Playboy really has had excellent articles since the beginning and is probably seen by Maxim readers as too highbrow.
Because of the internet there's no way the tame photos of Playboy can compete.
Yes, those are good points.
It's true they've had good articles. And stories too, they were the highest paying market for short stories and had stories by authors like Ray Bradbury (I read one of his in Playboy many years ago, maybe written for them, the title had "Laurel and Hardy" in it.)
The board minutes for the meetings that made and implemented their decision must be among the worst in ignorance the world has known since the days of the supposed wmd. "I move that we hide all paper versions of the vulva . . ." and seconded and discussed and voted through. Pure crap. Regardless of what they put online or what their competitors are doing, it's still pure ignorant crap.
Thanks, Sara, it's interesting to hear that it was a deliberate decision on board level.
What was their given reason for the move?
Eolake tantalized...
"Well, heck, maybe I'll buy it then"
Seriously? That would be great!
Imagine, putting the Domai spirit in the winded body of aging Playboy, re-igniting the human beauty revolution in this half-jaded half-neoprude millenium.
I have a dream...
(Well, OK, it's a bit of a "wet dream", but come on, these are ENJOYABLE!)

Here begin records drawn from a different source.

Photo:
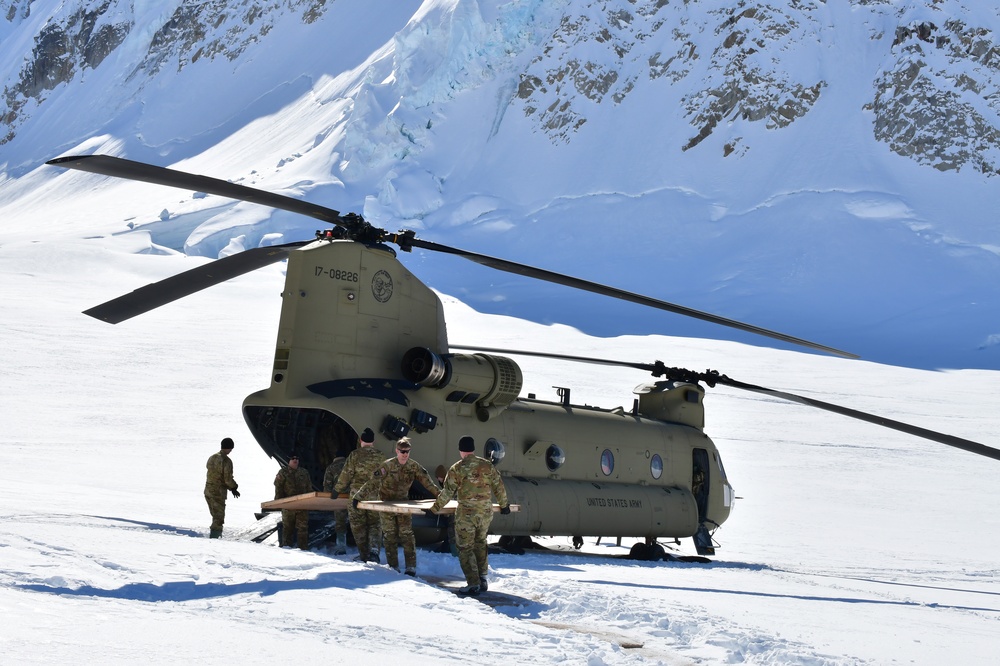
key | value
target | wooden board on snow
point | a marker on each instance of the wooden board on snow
(416, 506)
(307, 502)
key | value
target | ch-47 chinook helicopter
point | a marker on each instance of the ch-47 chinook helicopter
(362, 343)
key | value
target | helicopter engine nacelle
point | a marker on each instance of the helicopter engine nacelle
(490, 382)
(676, 402)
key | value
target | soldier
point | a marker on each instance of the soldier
(359, 467)
(291, 481)
(393, 480)
(339, 517)
(217, 481)
(472, 480)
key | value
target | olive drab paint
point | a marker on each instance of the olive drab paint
(363, 343)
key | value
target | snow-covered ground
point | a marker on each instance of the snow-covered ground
(850, 544)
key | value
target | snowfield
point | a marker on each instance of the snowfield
(850, 544)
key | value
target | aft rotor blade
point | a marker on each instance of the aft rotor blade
(934, 436)
(712, 378)
(184, 284)
(594, 287)
(107, 165)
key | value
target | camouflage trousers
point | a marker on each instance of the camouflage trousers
(295, 527)
(397, 529)
(217, 507)
(471, 525)
(367, 532)
(340, 521)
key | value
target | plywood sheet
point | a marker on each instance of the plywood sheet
(307, 502)
(416, 506)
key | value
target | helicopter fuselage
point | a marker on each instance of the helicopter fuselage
(362, 343)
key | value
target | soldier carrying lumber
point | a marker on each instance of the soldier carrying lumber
(473, 480)
(361, 463)
(393, 480)
(290, 481)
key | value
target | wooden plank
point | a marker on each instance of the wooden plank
(417, 506)
(307, 502)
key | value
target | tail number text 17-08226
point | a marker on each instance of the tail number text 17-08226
(337, 274)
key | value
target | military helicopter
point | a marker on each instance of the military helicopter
(362, 342)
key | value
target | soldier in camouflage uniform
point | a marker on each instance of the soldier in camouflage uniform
(291, 481)
(359, 467)
(393, 480)
(218, 480)
(339, 517)
(473, 480)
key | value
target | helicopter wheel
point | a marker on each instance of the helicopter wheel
(513, 545)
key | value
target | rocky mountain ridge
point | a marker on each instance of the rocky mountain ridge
(933, 95)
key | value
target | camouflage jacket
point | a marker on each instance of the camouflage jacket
(332, 474)
(358, 469)
(472, 480)
(220, 474)
(393, 480)
(289, 482)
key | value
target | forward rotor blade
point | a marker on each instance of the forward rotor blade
(184, 284)
(594, 287)
(107, 165)
(712, 378)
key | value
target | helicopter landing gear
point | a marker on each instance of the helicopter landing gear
(515, 545)
(647, 551)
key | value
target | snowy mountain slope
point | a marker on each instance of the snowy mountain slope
(849, 544)
(824, 169)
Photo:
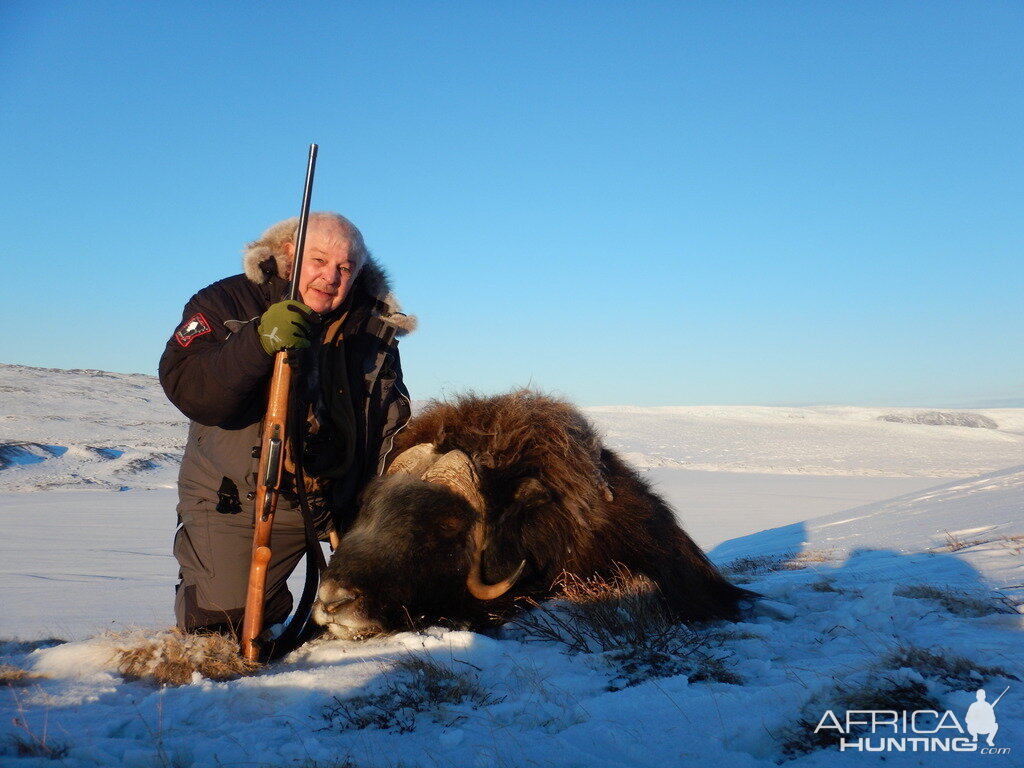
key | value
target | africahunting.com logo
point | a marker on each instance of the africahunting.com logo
(920, 730)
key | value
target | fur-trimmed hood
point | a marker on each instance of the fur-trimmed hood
(265, 258)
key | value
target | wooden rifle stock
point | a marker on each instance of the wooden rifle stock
(271, 453)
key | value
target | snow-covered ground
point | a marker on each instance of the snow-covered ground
(888, 542)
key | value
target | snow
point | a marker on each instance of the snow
(873, 542)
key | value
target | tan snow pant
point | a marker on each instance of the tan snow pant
(214, 549)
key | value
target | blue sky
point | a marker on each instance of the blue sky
(627, 203)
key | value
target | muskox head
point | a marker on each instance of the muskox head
(415, 551)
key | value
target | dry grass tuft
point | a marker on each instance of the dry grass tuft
(955, 543)
(953, 670)
(412, 686)
(956, 602)
(625, 620)
(749, 567)
(173, 657)
(15, 676)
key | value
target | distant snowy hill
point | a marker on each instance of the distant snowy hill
(91, 429)
(888, 544)
(86, 429)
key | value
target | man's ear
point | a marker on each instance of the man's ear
(289, 260)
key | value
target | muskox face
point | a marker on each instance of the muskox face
(402, 561)
(413, 555)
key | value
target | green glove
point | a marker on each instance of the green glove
(287, 325)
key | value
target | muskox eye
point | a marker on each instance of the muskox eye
(531, 493)
(450, 524)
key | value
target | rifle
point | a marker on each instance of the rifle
(271, 452)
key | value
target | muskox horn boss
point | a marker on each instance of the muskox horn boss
(455, 471)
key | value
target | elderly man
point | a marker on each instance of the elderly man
(216, 369)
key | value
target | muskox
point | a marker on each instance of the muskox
(494, 499)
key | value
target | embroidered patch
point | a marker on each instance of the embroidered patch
(192, 329)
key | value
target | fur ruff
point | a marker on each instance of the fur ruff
(264, 258)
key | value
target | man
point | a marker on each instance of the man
(216, 369)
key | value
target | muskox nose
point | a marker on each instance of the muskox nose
(334, 597)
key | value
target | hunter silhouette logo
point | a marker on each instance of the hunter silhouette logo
(921, 730)
(192, 329)
(981, 717)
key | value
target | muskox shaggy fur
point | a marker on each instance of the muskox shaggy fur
(552, 500)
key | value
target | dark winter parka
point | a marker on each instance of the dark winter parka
(215, 371)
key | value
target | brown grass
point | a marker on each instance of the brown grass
(956, 602)
(15, 676)
(625, 620)
(174, 657)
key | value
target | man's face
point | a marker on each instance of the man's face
(328, 271)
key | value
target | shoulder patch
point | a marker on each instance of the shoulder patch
(192, 329)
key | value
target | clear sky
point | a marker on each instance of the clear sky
(627, 203)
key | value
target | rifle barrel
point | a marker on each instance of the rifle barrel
(300, 238)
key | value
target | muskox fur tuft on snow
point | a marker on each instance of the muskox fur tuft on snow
(492, 499)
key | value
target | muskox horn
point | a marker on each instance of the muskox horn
(414, 461)
(455, 470)
(474, 581)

"Because of the internet there's no way the tame photos of Playboy can compete."
I agree, they're VERY tame compared to what I see on an internet site called domai.com
Throw in a few GoddessNudes maybe...
I can just imagine: the male public suddenly abuzz with interest, and a new raging polemic about these "shameless women so brazenly seeming to innocently ENJOY themselves".
You can always sount on the fundies to give you the best advertising that money CAN'T buy. }:-)
the title had "Laurel and Hardy" in it.
Are you sure it wasn't "Tarzan"? Because I seem to remember something like that.
Bradbury writes WELL. I've read his Martian Chronicles. Inspiring stuff, and highly poetic. Almost poetic MORE than S-F.
COUNT on the fundies
I've actually met and shook the hand of Bradbury, in 1990 at an SF Writers convention in NYC. He was holding his Lifetime Achievement Nebula Award.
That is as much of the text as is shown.